What would happen if you changed your focus to allow yourself to eat anything you wanted, as long as it was eaten slowly, with no distractions, and while sitting at a table? Try this the next time you’re planning to eat a chocolate bar – I guarantee it will be much different experience than when you are distracted by something else.

  1. Use the same marketing tactics as the food companies, but in your home. Think of all the subtle (and not so subtle) food advertising that surrounds us all. Have you ever wondered why there is food at the gas station? Why the candy section in a grocery store is right near the checkout?

You can use these same “nudges” in your own life: Move your vegetables from the hidden drawer in the bottom of fridge to the top shelf (better yet, cut them up and store them in a transparent container). Put out a fruit bowl, set a beautiful table, and move healthy choices into sight.

  1. Be kind to yourself. Change is hard and takes time. Let’s face it, we live in an “obesogenic” environment. There are cues all around us to eat processed food, to eat when we aren’t hungry, and to eat more than we need to fulfill our calorie requirements.

A healthy diet truly starts by just keeping it simple.
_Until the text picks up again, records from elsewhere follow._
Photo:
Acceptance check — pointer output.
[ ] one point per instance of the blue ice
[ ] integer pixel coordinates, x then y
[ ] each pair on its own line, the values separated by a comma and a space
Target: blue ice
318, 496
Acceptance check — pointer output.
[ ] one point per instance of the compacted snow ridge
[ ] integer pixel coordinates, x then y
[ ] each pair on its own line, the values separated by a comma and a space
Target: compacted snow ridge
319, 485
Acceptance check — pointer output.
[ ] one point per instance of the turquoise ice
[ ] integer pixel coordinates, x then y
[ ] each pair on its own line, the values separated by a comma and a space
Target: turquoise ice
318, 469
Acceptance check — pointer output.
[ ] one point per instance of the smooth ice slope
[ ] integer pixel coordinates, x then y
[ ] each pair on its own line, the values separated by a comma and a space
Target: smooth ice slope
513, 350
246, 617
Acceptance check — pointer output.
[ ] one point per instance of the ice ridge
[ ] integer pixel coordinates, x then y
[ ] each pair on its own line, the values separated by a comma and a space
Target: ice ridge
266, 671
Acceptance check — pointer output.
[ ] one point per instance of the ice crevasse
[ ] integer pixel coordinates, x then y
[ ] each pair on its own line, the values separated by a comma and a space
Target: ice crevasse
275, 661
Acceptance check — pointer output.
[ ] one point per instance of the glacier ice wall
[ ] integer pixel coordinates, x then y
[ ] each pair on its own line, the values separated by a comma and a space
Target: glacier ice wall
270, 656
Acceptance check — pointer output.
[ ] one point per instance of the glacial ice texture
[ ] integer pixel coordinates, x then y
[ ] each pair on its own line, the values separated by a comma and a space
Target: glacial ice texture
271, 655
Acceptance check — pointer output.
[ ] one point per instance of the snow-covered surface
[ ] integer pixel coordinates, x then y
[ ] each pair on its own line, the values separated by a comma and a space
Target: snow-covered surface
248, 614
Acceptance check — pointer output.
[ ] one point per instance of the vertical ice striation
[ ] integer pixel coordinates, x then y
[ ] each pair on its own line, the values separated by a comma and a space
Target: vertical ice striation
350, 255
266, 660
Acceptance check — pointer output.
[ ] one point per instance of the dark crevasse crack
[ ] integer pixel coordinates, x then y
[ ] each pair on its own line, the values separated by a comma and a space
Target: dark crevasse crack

So, this week make a deal with yourself to re-engage with your food, try something new in the produce section, cook whenever possible, and give yourself permission to truly love what you eat.

And, if you want to explore establishing a new healthy habit this fall, join us for our free Five-Day Healthy Habit Challenge starting September 16th. You can sign up here.

Your sister in health,


[1] Papamichou D, Panagiotakos DB, & Itsiopoulos C. (2019). Dietary patterns and management of type 2 diabetes: A systematic review of randomised clinical trials. Nutrition, Metabolism, and Cardiovascular Diseases : NMCD, 29(6), 531-543.

[2] Corley, B. T., Carroll, R. W., Hall, R. M., Weatherall, M., Parry-Strong, A., & Krebs, J. D. (2018). Intermittent fasting in Type 2 diabetes mellitus and the risk of hypoglycaemia: a randomized controlled trial. Diabetic Medicine: A Journal Of The British Diabetic Association, 35(5), 588–594.